Search code examples
apache-kafkaflumeavroflume-ngkafka-consumer-api

Kafka source vs Avro source for reading and writing data into kafka channel using flume


In flume, I have Kafka-channel from where I can read and write data. What is the difference between the performance of reading and writing data into Kafka channel if I replace Kafka source and Kafka sink with Avro source and Avro sink?

In my opinion, by replacing Kafka-source with Avro-source, I will be unable to read data in parallel from multiple partitions of Kafka broker, as there is no consumer group specified in case of Avro-source. Please correct me if I am wrong.


Solution

  • In Flume, the Avro RPC source binds to a specified TCP port of a network interface, so only one Avro source of one of the Flume agents running on a single machine can ever receive events sent to this port.

    Avro source is meant to connect two or more Flume agents together: one or more Avro sinks connect to a single Avro source.

    As you point out, using Kafka as a source allows for events to be received by several consumer groups. However, my experience with Flume 1.6.0 is that it is faster to push events from one Flume agent to another on a remote host through Avro RPC rather than through Kafka.

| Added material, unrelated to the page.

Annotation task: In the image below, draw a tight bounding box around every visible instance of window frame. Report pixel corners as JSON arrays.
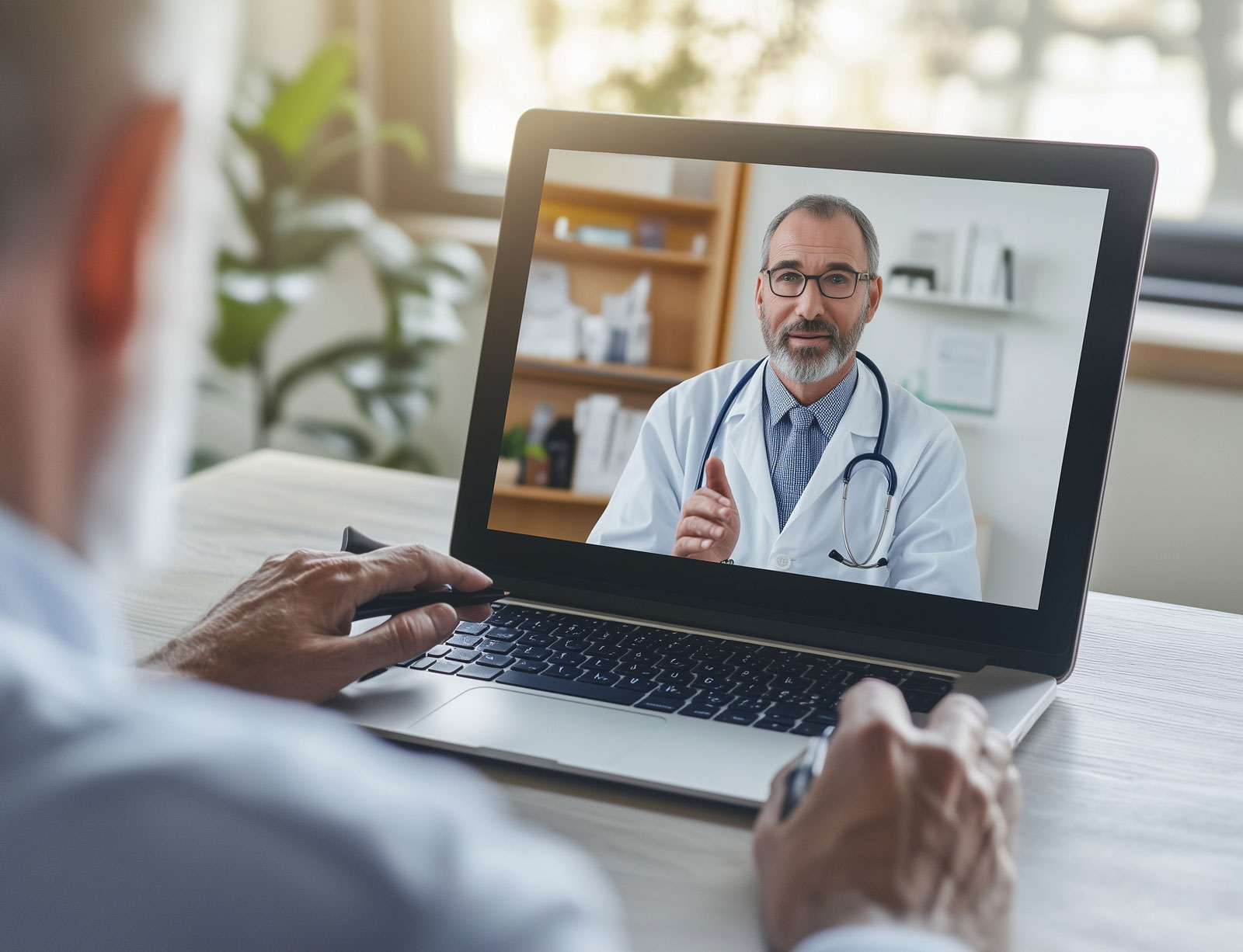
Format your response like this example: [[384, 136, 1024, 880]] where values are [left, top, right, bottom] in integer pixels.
[[367, 0, 1243, 312]]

    So I ended up with the following setup for log data collection:

    [Flume agent on remote collected node] =Avro RPC=> [Flume agent in central cluster] =Kafka=> [multiple consumer groups in central cluster]

    This way, I got better log ingestion and processing throughput and I also could encrypt and compress log data between remote sites and central cluster. This may however change when Flume adds support for the new protocol introduced by Kafka 0.9.0 in a future version, possibly making Kafka more usable as the front interface of the central cluster with remote data collection nodes (see here).